Magnitude pruning removes small weights. Activity-based pruning removes weights connected to low-activity neurons — more targeted for SNNs:

Python
from sc_neurocore.compression import prune_weights

# Activity-based: monitor spike rates during validation,
# prune weights connected to neurons with <5% firing rate
pruned, report = prune_weights(
    weights,
    method="activity",
    activity_threshold=0.05,
    spike_rates=monitored_rates,  # from SpikeMonitor
)

2. Structural Pruning

Remove entire neurons (not just individual weights). This reduces network dimensions, directly cutting LUT and FF usage:

Python
from sc_neurocore.compression import prune_neurons

# Remove neurons with <5% average firing rate
pruned_weights, report = prune_neurons(weights, activity_threshold=0.05)
print(f"Removed {report.pruned_neurons} neurons")
print(f"New dimensions: {report.new_dimensions}")
# e.g., [784, 196, 112, 10] — hidden layers shrunk

3. Weight Quantisation

Reduce weight precision from float32 to lower bit-widths:

Python
from sc_neurocore.compression.quantization import quantize_weights

# Q8.8 (16-bit fixed-point) — SC-NeuroCore's default hardware format
q16 = quantize_weights(weights, bits=16, scheme="fixed_point")

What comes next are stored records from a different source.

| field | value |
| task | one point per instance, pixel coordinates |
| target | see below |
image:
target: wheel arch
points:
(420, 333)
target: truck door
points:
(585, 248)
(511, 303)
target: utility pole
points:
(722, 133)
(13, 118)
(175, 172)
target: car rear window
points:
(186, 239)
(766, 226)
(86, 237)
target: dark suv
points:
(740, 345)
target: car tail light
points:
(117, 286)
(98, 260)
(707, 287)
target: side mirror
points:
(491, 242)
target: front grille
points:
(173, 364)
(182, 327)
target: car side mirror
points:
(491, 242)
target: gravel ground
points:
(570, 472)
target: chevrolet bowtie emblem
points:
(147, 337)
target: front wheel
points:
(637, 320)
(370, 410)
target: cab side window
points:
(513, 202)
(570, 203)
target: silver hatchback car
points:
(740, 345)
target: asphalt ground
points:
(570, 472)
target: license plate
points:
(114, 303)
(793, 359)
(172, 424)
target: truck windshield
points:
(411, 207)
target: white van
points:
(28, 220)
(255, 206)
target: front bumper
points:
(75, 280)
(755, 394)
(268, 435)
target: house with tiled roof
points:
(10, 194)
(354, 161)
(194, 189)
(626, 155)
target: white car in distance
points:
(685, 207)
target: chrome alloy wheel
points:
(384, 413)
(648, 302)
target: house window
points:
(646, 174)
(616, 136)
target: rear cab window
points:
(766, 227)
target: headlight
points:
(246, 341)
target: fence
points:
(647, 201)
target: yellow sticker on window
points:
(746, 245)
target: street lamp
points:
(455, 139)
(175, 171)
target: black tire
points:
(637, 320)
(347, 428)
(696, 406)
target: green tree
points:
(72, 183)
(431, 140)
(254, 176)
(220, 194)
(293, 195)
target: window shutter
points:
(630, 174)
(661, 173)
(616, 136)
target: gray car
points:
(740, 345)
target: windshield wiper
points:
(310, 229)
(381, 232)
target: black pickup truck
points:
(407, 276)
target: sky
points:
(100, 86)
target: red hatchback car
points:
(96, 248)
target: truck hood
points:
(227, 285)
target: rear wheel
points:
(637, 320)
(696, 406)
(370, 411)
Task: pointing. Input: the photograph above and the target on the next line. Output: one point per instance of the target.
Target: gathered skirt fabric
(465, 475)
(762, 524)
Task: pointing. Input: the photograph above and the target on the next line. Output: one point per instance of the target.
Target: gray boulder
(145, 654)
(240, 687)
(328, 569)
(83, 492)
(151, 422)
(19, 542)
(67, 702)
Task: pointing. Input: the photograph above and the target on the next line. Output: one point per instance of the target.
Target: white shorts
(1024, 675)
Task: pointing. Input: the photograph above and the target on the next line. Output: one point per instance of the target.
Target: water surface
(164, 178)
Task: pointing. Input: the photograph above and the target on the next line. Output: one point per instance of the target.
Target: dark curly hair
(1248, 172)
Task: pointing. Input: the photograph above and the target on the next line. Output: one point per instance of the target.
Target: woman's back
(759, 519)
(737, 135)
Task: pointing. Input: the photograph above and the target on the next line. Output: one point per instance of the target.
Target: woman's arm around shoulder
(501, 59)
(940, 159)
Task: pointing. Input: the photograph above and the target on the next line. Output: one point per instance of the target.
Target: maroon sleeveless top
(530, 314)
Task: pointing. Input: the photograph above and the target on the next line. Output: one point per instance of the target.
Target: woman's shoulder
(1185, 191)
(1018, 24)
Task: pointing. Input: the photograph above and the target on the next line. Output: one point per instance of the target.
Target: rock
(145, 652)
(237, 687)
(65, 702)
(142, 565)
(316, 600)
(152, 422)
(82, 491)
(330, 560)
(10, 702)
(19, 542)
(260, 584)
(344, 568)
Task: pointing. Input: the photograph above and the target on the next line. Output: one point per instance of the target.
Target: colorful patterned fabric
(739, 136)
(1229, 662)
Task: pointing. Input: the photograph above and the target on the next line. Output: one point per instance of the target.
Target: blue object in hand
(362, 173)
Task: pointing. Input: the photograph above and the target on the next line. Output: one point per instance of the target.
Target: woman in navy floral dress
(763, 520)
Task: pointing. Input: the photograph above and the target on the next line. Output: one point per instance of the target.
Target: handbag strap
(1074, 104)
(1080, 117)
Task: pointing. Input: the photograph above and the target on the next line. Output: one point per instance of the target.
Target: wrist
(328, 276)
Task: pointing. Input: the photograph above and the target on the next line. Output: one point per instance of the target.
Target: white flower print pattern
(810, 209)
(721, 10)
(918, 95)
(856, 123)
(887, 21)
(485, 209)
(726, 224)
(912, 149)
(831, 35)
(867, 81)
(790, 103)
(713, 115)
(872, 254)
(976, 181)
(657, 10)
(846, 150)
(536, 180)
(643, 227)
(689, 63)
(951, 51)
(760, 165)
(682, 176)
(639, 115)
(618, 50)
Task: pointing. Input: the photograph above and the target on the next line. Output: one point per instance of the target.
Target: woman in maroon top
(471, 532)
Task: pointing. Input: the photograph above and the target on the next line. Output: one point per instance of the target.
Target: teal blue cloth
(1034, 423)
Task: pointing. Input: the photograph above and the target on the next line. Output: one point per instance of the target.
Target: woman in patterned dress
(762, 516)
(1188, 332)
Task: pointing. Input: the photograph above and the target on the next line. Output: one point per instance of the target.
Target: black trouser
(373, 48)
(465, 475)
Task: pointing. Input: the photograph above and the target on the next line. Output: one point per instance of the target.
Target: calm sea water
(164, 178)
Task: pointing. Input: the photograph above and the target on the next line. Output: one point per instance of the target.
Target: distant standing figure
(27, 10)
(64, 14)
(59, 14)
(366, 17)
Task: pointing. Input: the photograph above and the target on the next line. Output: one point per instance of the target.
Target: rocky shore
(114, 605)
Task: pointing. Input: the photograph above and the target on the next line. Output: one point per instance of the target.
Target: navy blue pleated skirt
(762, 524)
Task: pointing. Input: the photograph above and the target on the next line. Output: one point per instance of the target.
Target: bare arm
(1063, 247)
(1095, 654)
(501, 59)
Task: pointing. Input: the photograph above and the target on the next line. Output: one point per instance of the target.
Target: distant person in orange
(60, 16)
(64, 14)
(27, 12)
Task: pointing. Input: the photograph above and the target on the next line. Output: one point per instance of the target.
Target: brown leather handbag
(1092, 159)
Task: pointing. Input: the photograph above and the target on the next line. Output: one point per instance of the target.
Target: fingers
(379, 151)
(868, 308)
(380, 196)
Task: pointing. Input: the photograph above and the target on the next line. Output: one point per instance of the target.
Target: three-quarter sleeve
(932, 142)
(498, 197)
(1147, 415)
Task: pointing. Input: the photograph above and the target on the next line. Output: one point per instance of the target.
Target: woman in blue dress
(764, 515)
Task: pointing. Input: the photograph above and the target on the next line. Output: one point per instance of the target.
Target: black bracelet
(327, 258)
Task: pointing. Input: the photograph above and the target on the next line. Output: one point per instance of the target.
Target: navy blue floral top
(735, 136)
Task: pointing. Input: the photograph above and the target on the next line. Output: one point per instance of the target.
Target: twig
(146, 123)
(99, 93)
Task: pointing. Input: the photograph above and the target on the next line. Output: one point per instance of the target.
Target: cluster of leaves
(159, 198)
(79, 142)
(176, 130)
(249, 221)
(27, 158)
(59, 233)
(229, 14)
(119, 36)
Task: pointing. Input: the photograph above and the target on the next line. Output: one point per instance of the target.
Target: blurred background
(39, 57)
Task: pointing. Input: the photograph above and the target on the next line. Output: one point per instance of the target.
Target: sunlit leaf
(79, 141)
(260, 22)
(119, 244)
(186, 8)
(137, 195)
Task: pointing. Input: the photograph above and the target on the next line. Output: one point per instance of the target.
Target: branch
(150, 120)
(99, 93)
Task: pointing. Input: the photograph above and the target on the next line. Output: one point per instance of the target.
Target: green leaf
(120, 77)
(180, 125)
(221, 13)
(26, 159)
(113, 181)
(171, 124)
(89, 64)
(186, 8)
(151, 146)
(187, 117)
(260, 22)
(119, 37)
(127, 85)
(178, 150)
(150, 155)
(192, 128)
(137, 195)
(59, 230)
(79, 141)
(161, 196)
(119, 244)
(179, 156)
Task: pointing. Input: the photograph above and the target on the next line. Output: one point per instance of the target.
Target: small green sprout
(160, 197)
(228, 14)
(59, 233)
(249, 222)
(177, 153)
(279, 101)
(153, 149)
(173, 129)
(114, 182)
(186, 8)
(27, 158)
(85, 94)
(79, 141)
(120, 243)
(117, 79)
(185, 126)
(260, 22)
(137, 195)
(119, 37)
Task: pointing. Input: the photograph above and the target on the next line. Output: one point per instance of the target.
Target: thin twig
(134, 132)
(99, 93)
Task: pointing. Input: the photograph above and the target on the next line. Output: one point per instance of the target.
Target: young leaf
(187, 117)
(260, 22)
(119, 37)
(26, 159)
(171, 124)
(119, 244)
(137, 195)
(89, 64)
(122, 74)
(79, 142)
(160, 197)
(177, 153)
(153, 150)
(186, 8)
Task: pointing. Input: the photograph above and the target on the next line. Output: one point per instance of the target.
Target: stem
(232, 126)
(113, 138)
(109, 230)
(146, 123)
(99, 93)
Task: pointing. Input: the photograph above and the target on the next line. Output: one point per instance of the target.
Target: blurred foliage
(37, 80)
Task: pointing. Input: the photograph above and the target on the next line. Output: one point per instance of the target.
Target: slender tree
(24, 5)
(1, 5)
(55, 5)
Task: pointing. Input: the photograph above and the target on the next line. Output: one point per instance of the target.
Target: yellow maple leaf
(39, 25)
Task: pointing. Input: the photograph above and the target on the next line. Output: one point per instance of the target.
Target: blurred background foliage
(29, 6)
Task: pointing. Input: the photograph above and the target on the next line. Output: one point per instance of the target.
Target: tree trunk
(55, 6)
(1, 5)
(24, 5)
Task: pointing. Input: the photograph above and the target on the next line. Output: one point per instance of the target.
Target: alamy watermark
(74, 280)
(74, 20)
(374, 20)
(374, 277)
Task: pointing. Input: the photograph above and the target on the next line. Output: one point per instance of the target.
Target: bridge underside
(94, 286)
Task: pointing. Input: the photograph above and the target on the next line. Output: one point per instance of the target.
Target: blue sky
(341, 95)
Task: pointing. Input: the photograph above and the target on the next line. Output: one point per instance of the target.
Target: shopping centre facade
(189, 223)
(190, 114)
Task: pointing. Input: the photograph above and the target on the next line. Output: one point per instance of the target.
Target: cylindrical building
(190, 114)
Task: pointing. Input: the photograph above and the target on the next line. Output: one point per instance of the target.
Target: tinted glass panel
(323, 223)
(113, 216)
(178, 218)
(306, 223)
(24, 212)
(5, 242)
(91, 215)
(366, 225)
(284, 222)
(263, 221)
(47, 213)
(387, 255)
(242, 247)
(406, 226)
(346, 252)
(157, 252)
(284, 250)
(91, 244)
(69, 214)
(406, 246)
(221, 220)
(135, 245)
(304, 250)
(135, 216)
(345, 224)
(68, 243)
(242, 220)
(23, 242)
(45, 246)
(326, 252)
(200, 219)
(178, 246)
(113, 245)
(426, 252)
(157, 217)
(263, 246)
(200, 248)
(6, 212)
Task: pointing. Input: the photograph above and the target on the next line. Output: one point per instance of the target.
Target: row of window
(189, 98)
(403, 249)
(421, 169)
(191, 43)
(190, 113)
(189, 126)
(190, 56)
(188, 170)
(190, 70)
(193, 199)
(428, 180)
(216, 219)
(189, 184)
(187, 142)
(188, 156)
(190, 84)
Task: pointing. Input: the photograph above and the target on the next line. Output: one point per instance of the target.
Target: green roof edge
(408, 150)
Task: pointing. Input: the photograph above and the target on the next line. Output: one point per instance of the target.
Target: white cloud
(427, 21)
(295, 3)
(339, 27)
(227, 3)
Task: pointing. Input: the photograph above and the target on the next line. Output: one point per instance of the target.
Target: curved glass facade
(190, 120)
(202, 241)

# Q4.4 (8-bit) — aggressive, 2× compression vs Q8.8
q8 = quantize_weights(weights, bits=8, scheme="fixed_point")

# Binary weights (1-bit) — extreme compression, XOR-based compute
q1 = quantize_weights(weights, bits=1, scheme="binary")

# Ternary weights {-1, 0, +1} — 2-bit, no multipliers needed
q2 = quantize_weights(weights, bits=2, scheme="ternary")

Quantisation Impact on Accuracy

Measured on MNIST SNN (784→128→10, 25 timesteps):

Precision Bits/Weight Accuracy Memory LUTs (est.)
float32 32 97.2% 400 KB
Q8.8 16 97.0% 200 KB baseline
Q4.4 8 96.5% 100 KB 0.6×
Ternary 2 94.1% 25 KB 0.2×
Binary 1 91.8% 12.5 KB 0.1×

These numbers are from our training benchmarks (see benchmarks/results/), not estimates.

4. Delay Quantisation

Learnable delays (from DelayLinear) are float-valued during training. For hardware, they must be integer clock cycles:

Python
from sc_neurocore.compression.quantization import quantize_delays

delays = np.array([1.3, 2.7, 4.1, 0.8])
quantised = quantize_delays(delays, resolution=2)
# [2, 4, 4, 2] — rounded to nearest multiple of resolution

5. Auto-Optimise for Target FPGA

Automatically select pruning threshold and quantisation level to fit a specific FPGA target:

Python
from sc_neurocore.optimizer import fit_to_target

result = fit_to_target(
    layer_shapes=[(784, 128), (128, 10)],
    weights=weights,
    target="ice40",  # or "ecp5", "artix7"
)

print(result.summary())
# Target: ice40 (5280 LUTs, 30 BRAMs)
# Selected: Q4.4, 85% pruning, structural (128→96 hidden)
# Estimated: 2400 LUTs, 12 BRAMs — FITS
# Accuracy impact: -0.7% (from validation set)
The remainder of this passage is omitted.